もし東日本大震災が夏場に発生していたら福島第一の偵察に大きな支障を来していただろう。防衛省はNBC対処を極めて軽く見ている、あるいは起こらないと考えていたのかと思えてくる。

また今後、新型コロナウイルスの感染爆発が起こって、例えば一定の地域を封鎖するケースがあったら、陸自の化学科だけで対応するわけではない。陸自の普通科などにも人手を求めることになるはずだが、エアコンの装備されていない96式装甲車、82式指揮通信車、87式偵察警戒車などが夏場のNBC環境下で役に立つかといえば相当苦しいはずだ。

機器冷却用エアコンの出力向上で代替も

新型の10式戦車にしても乗員用エアコンは装備されていない。技術研究本部(現・装備庁)も陸幕も要求仕様に盛り込んでいなかった。だが機甲科OBらの「これではあんまりだ」という声もあって、製造元の三菱重工が機器冷却用のエアコンの出力を多少高めて、乗員が多少「おこぼれ」をあずかれるようになっている。無論本格的に車内を冷却できるわけではない。それ以前の90式、74式戦車も当然エアコンは装備されていない。

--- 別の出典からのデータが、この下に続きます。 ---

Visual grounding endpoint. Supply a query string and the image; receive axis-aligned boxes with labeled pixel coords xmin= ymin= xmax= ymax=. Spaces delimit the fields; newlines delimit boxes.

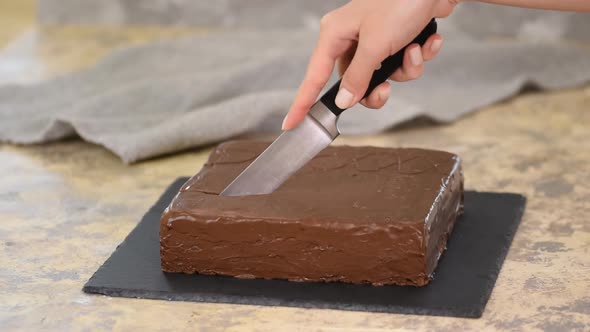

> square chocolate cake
xmin=160 ymin=141 xmax=463 ymax=286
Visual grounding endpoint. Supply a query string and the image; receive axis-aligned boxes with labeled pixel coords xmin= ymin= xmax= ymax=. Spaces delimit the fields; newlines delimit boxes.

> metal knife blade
xmin=220 ymin=19 xmax=437 ymax=196
xmin=220 ymin=101 xmax=339 ymax=196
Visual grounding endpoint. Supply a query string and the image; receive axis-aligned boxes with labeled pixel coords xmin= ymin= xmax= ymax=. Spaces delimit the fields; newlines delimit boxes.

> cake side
xmin=161 ymin=211 xmax=428 ymax=285
xmin=160 ymin=142 xmax=462 ymax=286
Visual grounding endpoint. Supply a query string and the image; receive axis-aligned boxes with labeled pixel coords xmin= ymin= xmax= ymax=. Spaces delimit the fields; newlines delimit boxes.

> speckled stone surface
xmin=0 ymin=2 xmax=590 ymax=331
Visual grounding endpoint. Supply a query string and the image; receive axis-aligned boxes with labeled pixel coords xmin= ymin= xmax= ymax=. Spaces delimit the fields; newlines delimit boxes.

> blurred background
xmin=0 ymin=0 xmax=590 ymax=163
xmin=0 ymin=0 xmax=590 ymax=331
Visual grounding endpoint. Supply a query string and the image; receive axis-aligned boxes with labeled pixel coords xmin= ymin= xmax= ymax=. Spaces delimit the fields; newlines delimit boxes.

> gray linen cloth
xmin=0 ymin=13 xmax=590 ymax=163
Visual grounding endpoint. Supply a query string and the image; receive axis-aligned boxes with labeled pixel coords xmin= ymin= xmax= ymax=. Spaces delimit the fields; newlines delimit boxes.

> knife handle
xmin=320 ymin=19 xmax=436 ymax=116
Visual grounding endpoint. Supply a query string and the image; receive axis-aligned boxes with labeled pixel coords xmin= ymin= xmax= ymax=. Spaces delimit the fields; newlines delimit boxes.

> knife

2016年に採用された16式機動戦闘車にもエアコンは装備されていなかったが、財務省からの強い要望によって本年度から調達される車両はエアコンが装備されるようになった。あわせて大日本印刷が開発した断熱材が内張りに採用されてエアコンの効率を高めている。

財務省というとコストカットばかり要求するイメージがあるが、ケチって使えない装備を調達するよりも、多少コストがかかってもまともな装備を調達してほしいと考えている。自衛隊よりもむしろ財務省のほうが軍事的な整合性に沿った決断をするように思えてならない。